### 1. Load data from csv file

In [0]:
import numpy as np

TRAIN_DATA_PATH = './data_train.csv'
TEST_DATA_PATH = './data_test.csv'

# load train data
train_data = np.genfromtxt(TRAIN_DATA_PATH, delimiter=',', dtype=np.str)
train_data = np.char.strip(train_data, '"').astype(np.float64)
x_train = train_data[:, 0:-1]
y_train = train_data[:, -1].reshape(-1, 1)

# load test data
test_data = np.genfromtxt(TEST_DATA_PATH, delimiter=',', dtype=np.str)
test_data = np.char.strip(test_data, '"').astype(np.float64)
x_test = test_data[:, 0:-1]
y_test = test_data[:, -1].reshape(-1, 1)

### 2. Define functions for linear regression



In [0]:
def linear(theta, x):
  m = len(x)
  temp_x = np.concatenate((np.ones((m, 1)), x), axis=1)
  return np.matmul(temp_x, theta.T)

def objective(y_hat, y):
  m = len(y)
  return (1 / (2 * m)) * np.sum((y_hat - y) ** 2, axis=0)

def gradient(x, y_hat, y):
  m = len(x)
  temp_x = np.concatenate((np.ones((m, 1)), x), axis=1)
  return (1 / m) * np.matmul((y_hat - y).T, temp_x)

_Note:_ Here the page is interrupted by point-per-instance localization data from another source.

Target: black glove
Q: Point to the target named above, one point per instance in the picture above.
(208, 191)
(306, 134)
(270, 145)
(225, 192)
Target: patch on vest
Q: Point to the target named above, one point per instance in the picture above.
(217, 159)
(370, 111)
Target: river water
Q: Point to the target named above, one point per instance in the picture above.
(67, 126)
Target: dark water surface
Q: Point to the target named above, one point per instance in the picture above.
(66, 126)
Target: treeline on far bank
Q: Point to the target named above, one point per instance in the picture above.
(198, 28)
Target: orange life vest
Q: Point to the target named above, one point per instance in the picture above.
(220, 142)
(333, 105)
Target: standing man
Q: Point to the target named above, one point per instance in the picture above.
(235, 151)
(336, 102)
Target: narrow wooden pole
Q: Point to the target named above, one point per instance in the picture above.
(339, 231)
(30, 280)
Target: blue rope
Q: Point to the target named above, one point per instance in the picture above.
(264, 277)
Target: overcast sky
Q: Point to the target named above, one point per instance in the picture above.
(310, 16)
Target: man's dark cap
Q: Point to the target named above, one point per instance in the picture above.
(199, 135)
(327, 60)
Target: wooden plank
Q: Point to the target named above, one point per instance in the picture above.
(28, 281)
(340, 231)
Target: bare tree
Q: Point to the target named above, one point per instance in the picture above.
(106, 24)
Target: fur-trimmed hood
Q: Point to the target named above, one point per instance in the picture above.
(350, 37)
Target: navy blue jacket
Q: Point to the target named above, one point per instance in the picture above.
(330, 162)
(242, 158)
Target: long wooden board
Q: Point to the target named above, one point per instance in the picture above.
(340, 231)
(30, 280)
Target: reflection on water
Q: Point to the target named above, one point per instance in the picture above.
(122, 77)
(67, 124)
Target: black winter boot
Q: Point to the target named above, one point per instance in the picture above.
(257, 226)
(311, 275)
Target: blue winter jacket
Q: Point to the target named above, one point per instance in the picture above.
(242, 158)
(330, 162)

### 3. Learning with the gradient descent algorithm


In [0]:
# initialize model parameters and learning rate
feature_cnt = x_train.shape[1]
theta = np.zeros((1, feature_cnt + 1))

lr = 0.00001
epoch_count = 10000

history = {
    'theta': [],
    'train_err': [],
    'test_err': []
}

for epoch in range(epoch_count):
  # calculate training error
  y_hat_train = linear(theta, x_train)
  train_err = objective(y_hat_train, y_train)

  # calculate testing error
  y_hat_test = linear(theta, x_test)
  test_err = objective(y_hat_test, y_test)

  # logging history
  history['theta'].append(np.squeeze(theta))
  history['train_err'].append(train_err)
  history['test_err'].append(test_err)

  # gradient descent using the training dataset
  grad_theta = gradient(x_train, y_hat_train, y_train)
  theta -= lr * grad_theta